Object

Local Plan 2011-2031 Proposed Submission Draft

Representation ID: 844

Received: 29/11/2016

Respondent: Mr Alan Gordon

Legally compliant? Yes

Sound? No

Duty to co-operate? Yes

Representation Summary:

Object to Plan (general): Little change from Preferred Options, the Planning Inspector should consider reviewing the comments from the Preferred Options version as they will remain mostly valid.

Full text:

The plan remains largely unchanged from the Preferred Options Plan. Despite record levels of participation, the sites, distribution and volumes of development remain unchanged (in fact they have slightly increased and are slightly more disproportionately spread). Policies have been strengthened, but they are still vague and aspirational, rather than concrete and unambiguous - unless they are strengthened, perhaps with examples, then they will be easily pushed aside by the planning and development process and rendered irrelevant.
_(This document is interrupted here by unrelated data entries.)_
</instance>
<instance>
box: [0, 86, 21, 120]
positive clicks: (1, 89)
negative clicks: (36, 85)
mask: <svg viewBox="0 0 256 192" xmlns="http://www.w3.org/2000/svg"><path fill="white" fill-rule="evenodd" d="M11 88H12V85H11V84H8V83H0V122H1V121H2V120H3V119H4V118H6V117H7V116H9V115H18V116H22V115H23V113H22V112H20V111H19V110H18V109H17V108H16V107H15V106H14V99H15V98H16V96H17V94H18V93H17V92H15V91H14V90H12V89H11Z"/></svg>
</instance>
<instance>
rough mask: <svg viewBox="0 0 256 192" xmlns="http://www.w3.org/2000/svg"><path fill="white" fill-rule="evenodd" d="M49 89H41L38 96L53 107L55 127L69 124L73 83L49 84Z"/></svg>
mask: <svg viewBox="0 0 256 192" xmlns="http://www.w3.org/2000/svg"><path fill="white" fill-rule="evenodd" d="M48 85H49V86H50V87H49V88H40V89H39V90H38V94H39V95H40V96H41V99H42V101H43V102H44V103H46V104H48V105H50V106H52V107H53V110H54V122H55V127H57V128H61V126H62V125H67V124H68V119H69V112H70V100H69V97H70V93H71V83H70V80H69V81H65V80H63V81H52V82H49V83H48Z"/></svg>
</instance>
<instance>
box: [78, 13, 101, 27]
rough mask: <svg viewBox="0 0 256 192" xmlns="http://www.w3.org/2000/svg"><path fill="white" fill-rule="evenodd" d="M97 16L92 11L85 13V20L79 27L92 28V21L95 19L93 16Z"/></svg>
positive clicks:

Since there is so little change from the Preferred Options Plan, this raises a question mark over the consultation exercise. If they are not available already, the Planning Inspector should consider asking to see the comments raised against the Preferred Options Plan - these remain relevant as the vast majority of comments were about the location, distribution and volume of development sites (which are almost entirely unchanged). It feels like the Preferred Options Plan, rather than being a genuine consultation, was an exercise in manufacturing urgency. It has succeeded. Like many in North Hertfordshire I have no desire for our district to be left without a development plan (either a 5 year land release plan or a full Local Plan) and I fear the dangers of speculative development in the absence of a Local Plan. For this reason I will not be re-raising objections to the plan as a whole or the disproportionate distribution and volume of development contained within it; I will be limiting my comments as much as possible to areas of North Hertfordshire I know best and to specific elements of the plan that most affect me. This does not mean that the distribution and volume of development described in this Local Plan are any more proportionate, sustainable or desirable than they were in the Preferred Options Plan, but that I think it is important that a valid plan is now put in place. For this reason I think the Planning Inspector should look at the comments raised on the Preferred Options Plan and should recommend any adjustments to the Local Plan that might ensure a more proportionate and sustainable (and less risky) plan is put in place, rather than rejecting it out-right.
In respect to the specific policies affecting the areas of North Hertfordshire that I know well and that affect me most closely, I see a marked improvement over the previous version in the Preffered Options Plan.